I think one or two additional special-purpose journals would not really change the landscape.

IMO, what we need is a complete modern infrastructure based on state of the art IT/social networking. One that allows the review of articles even after they officially appeared with an elaborate voting system that factors in the credibility of the reviewers, It should make it possible to add (publish) refutations and the publication of positive or negative attempts of replications, etc and organize the articles with their support/refutations/endorsements in an easily accessible database.

Ideally, such a system could work both as a rating and publication medium, but with the current scientific publishing lobby, it would not have much chance to take off.

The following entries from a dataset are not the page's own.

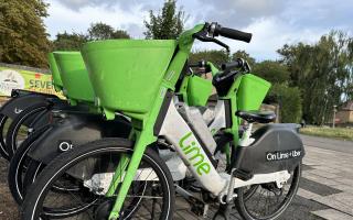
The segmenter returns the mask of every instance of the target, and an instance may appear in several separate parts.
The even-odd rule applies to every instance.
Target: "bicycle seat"
[[[272,111],[237,111],[235,116],[244,119],[245,121],[253,123],[269,123],[275,121],[276,114]]]

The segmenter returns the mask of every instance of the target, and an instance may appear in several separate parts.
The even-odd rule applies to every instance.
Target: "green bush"
[[[272,101],[279,105],[279,119],[282,123],[299,123],[301,121],[301,96],[298,87],[286,84],[275,84],[269,92]]]

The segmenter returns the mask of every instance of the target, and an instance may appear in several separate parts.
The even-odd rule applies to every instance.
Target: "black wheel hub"
[[[114,200],[107,200],[100,204],[95,212],[96,220],[107,220],[114,206]]]

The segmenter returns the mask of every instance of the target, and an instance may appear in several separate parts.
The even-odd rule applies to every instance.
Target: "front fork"
[[[113,182],[110,184],[109,190],[107,193],[107,197],[113,197],[120,185],[121,178],[124,178],[121,183],[121,187],[118,191],[117,199],[115,201],[115,205],[110,211],[109,220],[117,220],[120,216],[120,210],[122,208],[124,201],[126,199],[126,196],[129,191],[129,188],[131,186],[131,183],[135,178],[136,172],[141,163],[143,153],[146,151],[146,147],[152,143],[151,140],[154,138],[151,136],[151,133],[148,131],[142,131],[140,133],[136,133],[136,144],[133,147],[133,153],[131,158],[129,158],[127,155],[122,155],[121,160],[116,168],[116,172],[114,174]],[[152,139],[151,139],[152,138]]]
[[[148,147],[148,145],[157,141],[157,138],[153,135],[153,127],[157,121],[157,117],[160,112],[165,92],[167,92],[167,89],[164,87],[161,87],[161,90],[159,94],[160,96],[158,96],[158,98],[156,99],[156,102],[152,107],[151,112],[149,113],[149,116],[145,118],[145,120],[140,121],[142,122],[141,131],[139,131],[138,129],[133,129],[135,146],[133,146],[133,153],[131,158],[129,158],[129,156],[127,155],[122,155],[115,170],[115,174],[114,174],[111,184],[109,186],[108,193],[106,194],[106,197],[115,196],[119,186],[120,188],[117,194],[117,199],[115,200],[114,207],[110,211],[109,220],[119,219],[120,211],[124,206],[124,201],[127,197],[127,194],[135,178],[137,169],[141,163],[143,153]],[[132,136],[130,135],[130,140],[131,139]],[[121,179],[122,179],[122,183],[121,183]]]

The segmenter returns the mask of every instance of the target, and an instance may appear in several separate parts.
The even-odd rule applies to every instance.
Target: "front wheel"
[[[290,172],[290,178],[278,188],[275,183],[256,185],[248,196],[248,188],[236,190],[235,206],[246,220],[272,220],[281,216],[295,198],[301,177],[301,163]]]
[[[106,139],[61,154],[30,187],[31,194],[23,202],[21,219],[108,219],[116,194],[106,197],[107,186],[120,160],[131,157],[132,146],[127,140]],[[79,190],[57,191],[57,186],[76,186]],[[173,209],[172,176],[158,154],[147,148],[120,217],[172,219]]]

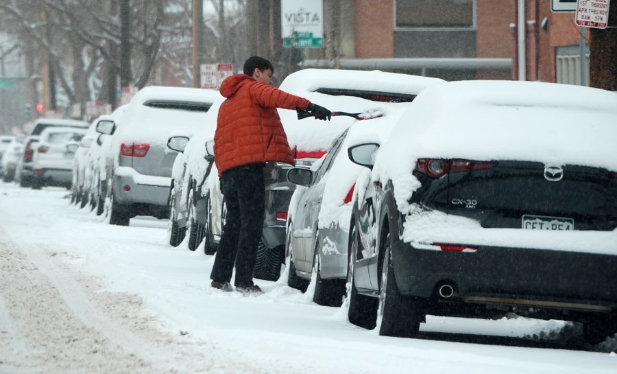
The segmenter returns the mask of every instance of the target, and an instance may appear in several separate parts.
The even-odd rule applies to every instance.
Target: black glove
[[[332,117],[332,112],[316,104],[309,104],[306,110],[309,112],[312,112],[315,118],[321,119],[322,121],[326,121],[326,119],[330,121],[330,117]]]

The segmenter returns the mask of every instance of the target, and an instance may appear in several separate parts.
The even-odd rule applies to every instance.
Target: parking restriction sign
[[[577,4],[577,25],[606,28],[609,8],[610,0],[579,0]]]

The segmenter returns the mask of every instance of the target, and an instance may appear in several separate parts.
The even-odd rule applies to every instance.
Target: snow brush
[[[304,119],[305,118],[315,117],[315,114],[309,110],[302,110],[302,109],[296,109],[298,113],[298,119]],[[373,118],[378,118],[383,117],[383,113],[380,110],[370,110],[361,113],[348,113],[347,112],[332,112],[332,117],[338,115],[344,115],[346,117],[352,117],[358,120],[372,119]]]

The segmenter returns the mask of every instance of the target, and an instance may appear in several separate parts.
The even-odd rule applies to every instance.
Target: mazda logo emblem
[[[544,179],[549,182],[559,182],[564,178],[564,170],[559,166],[544,167]]]

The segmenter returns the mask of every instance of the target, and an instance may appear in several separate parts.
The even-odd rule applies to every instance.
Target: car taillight
[[[28,144],[26,145],[25,152],[24,152],[23,160],[27,163],[29,163],[32,161],[32,154],[34,153],[34,151],[32,150],[32,143],[34,143],[34,142],[33,141],[28,142]]]
[[[478,248],[470,246],[461,246],[454,244],[435,244],[441,250],[448,252],[475,252]]]
[[[431,178],[439,178],[448,172],[448,161],[441,159],[420,159],[415,170]]]
[[[129,157],[144,157],[150,149],[149,144],[128,144],[123,143],[120,145],[120,154]]]
[[[497,163],[472,161],[470,160],[442,160],[420,159],[415,161],[415,170],[431,178],[439,178],[448,172],[469,172],[490,169]]]
[[[354,185],[352,186],[352,187],[350,189],[349,189],[349,192],[347,193],[347,196],[345,196],[344,199],[343,199],[343,205],[345,204],[347,204],[347,203],[351,202],[352,196],[354,196],[354,188],[355,188],[355,187],[356,187],[356,184],[354,183]]]

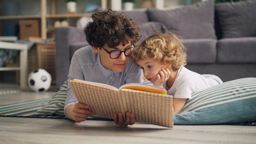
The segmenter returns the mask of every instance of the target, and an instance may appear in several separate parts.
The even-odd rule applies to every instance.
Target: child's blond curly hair
[[[135,62],[153,58],[163,65],[172,64],[174,70],[186,64],[186,49],[178,36],[168,32],[154,34],[133,49],[131,57]]]

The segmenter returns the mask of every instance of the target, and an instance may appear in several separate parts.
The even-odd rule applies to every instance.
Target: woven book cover
[[[172,96],[167,95],[163,88],[129,84],[118,89],[77,79],[70,84],[78,102],[88,105],[95,115],[113,119],[114,113],[121,112],[125,118],[128,111],[137,121],[172,128]]]

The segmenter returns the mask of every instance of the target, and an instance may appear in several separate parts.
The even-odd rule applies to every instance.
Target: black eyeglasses
[[[119,58],[122,52],[123,52],[124,55],[126,56],[130,56],[130,53],[132,51],[132,49],[133,48],[133,46],[132,46],[131,47],[129,47],[127,49],[126,49],[123,51],[121,51],[119,49],[116,49],[110,52],[108,51],[108,50],[105,49],[105,48],[104,48],[103,46],[101,46],[101,47],[105,51],[109,54],[109,57],[110,58],[112,59],[116,59]]]

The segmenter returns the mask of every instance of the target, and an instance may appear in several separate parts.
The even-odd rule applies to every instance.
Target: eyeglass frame
[[[116,59],[116,58],[119,58],[119,57],[120,57],[120,56],[121,56],[121,54],[122,54],[122,52],[123,52],[123,54],[124,54],[124,55],[126,56],[129,56],[129,56],[126,56],[126,51],[127,50],[128,50],[128,49],[131,49],[132,48],[133,48],[134,47],[132,47],[132,46],[134,46],[133,44],[132,46],[131,46],[130,47],[128,47],[128,48],[126,48],[126,49],[125,49],[123,51],[120,51],[119,49],[115,49],[114,50],[113,50],[113,51],[110,51],[110,52],[107,49],[106,49],[104,48],[102,46],[101,46],[100,47],[101,47],[102,49],[103,49],[105,50],[105,51],[106,51],[106,52],[108,53],[109,54],[109,57],[111,59]],[[131,49],[131,50],[132,50],[132,49]],[[118,56],[117,56],[116,58],[111,58],[111,56],[110,56],[110,54],[111,54],[112,52],[113,51],[119,51],[119,55],[118,55]]]

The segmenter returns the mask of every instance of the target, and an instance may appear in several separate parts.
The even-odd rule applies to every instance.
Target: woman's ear
[[[93,46],[93,51],[95,53],[100,53],[99,49],[100,48],[98,47]]]

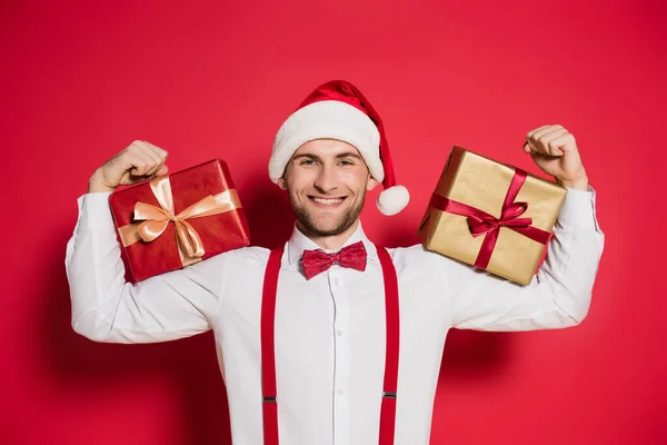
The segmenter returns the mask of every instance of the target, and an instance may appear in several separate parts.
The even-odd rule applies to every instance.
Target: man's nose
[[[328,192],[336,188],[336,175],[331,167],[325,166],[319,170],[319,175],[315,180],[315,187],[322,192]]]

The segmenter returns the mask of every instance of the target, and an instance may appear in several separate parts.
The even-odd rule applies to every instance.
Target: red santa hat
[[[408,205],[408,190],[396,185],[382,120],[354,85],[344,80],[321,85],[282,123],[269,160],[273,182],[278,184],[295,151],[313,139],[342,140],[359,150],[370,176],[385,188],[377,200],[382,214],[396,215]]]

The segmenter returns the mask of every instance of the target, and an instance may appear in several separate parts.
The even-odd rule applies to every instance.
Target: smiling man
[[[297,228],[326,249],[340,247],[355,231],[370,177],[359,151],[336,139],[303,144],[278,179],[288,190]]]
[[[135,142],[91,176],[66,266],[73,329],[155,343],[212,329],[235,445],[426,445],[447,332],[557,329],[587,315],[603,253],[595,191],[571,134],[544,126],[525,151],[568,190],[547,259],[528,286],[426,250],[386,249],[359,221],[396,185],[378,113],[349,82],[317,88],[282,123],[269,176],[297,217],[280,249],[248,247],[125,283],[108,198],[166,175],[167,152]]]

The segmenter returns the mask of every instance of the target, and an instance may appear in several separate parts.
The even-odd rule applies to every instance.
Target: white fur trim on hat
[[[295,151],[315,139],[338,139],[359,150],[370,176],[382,181],[380,134],[364,111],[339,100],[321,100],[295,111],[282,123],[273,142],[269,160],[269,177],[276,184]]]
[[[382,190],[376,204],[382,215],[391,216],[406,208],[409,201],[408,189],[404,186],[394,186]]]

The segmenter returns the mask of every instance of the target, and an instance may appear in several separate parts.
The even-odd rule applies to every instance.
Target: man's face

The only chance is to do this by extending an existing meta-system (e.g. citeseer) with a general discussion/rating/publishing forum, that would allow the publication of critics/refusals/extensions of existing papers maybe even in a peer-reviewed manner.

In the field that I work, I see that the scientific community discusses and generally supports such changes and given all the efforts and progress of the last decade I'd be surprised if we won't see such (or similar) one or more systems emerging in the next 10 years.

Comment author: cousin_it 24 August 2009 09:48:45AM *  0 points [-]

I think one or two additional special-purpose journals would not really change the landscape. IMO, what we need is a complete modern infrastructure based on state of the art IT/social networking.

You may be right, but beware of throwing cold water on Vladimir's idea. It might just work. After all, arXiv is a simple website without bells and whistles, and look how much impact it had.